= James Bird (fur trader) =

James Bird (Jimmy Jock) (c. 1798 - 11 December 1892) was a fur trader, hunter, interpreter, and guide in both western Canada and the United States. He was probably born at one of the first editions of Fort Carlton which came to be known as Carlton House. His father, James Curtis Bird, was a Hudson's Bay Company Factor there for a time.

James began an apprenticeship with HBC, first at York Factory and later at Edmonton House completing it in 1815. He spent a short time as a captive of the North West Company while serving at Fort Qu’Appelle in 1816. By 1821 he left the company and became a free trader in the west on both sides of the border.

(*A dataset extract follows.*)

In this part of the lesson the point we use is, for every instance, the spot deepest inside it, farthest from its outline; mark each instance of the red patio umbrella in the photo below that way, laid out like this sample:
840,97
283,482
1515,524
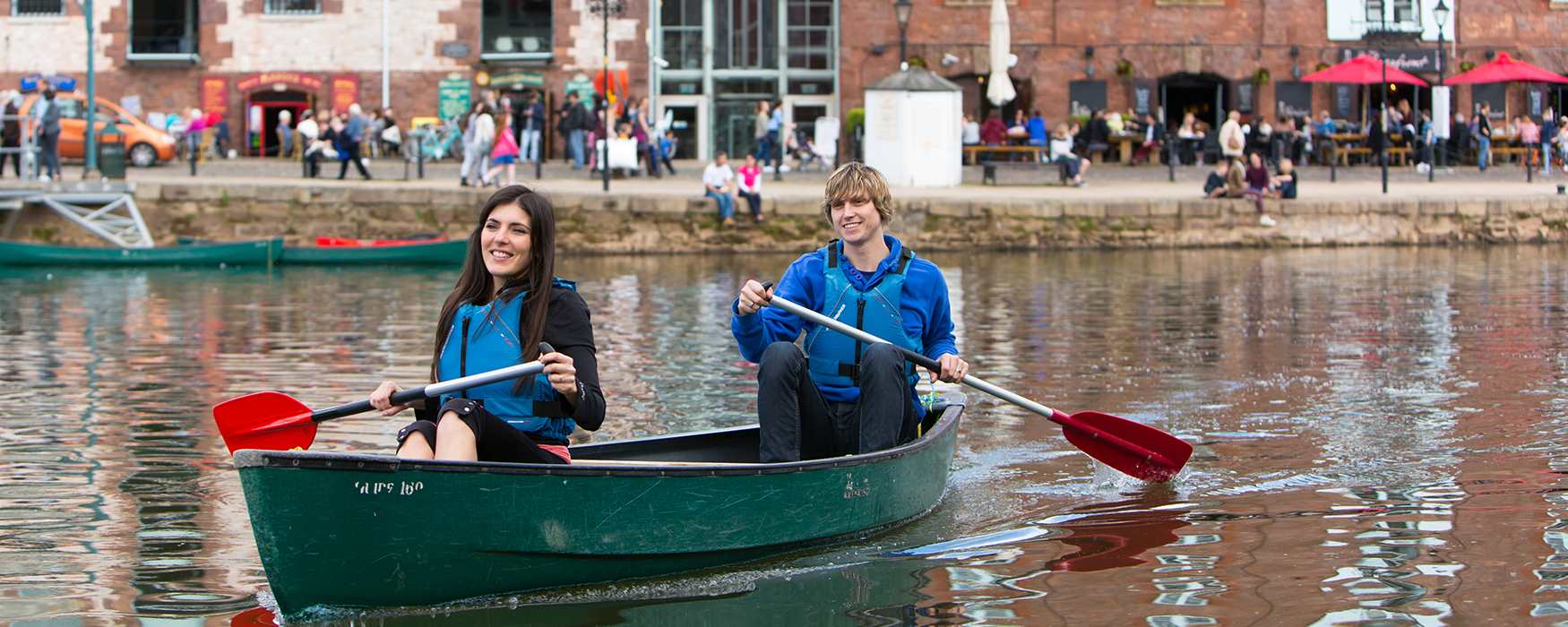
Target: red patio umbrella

He worked for both the HBC trader Peter Skene Ogden and the American Fur Company over the next 10 years, providing a link between the Indians and these companies. He was married into the Peigan tribe at the time.

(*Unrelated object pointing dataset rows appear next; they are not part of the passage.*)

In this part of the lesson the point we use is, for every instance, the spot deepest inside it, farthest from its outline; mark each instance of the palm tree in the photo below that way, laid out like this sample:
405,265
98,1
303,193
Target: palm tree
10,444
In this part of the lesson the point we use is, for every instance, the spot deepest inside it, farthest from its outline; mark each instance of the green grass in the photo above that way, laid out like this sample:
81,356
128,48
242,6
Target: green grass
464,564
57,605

James or Jimmy Jock as he became known, continued to guide, interpret, and work for a variety of sources during the next years. In 1856, he took up residence at the Red River Colony where many of his relatives lived and worked from there until about 1870. By 1877, he was working on treaty negotiations for the Canadian government for Treaty 7. He spent his last years, first on the Peigan Indian Reserve (Alta) and by 1890 living on the Blackfeet Reservation, Montana.

Bird's family at Red River included Curtis James Bird, his youngest brother, who became notable in the medical profession in Manitoba.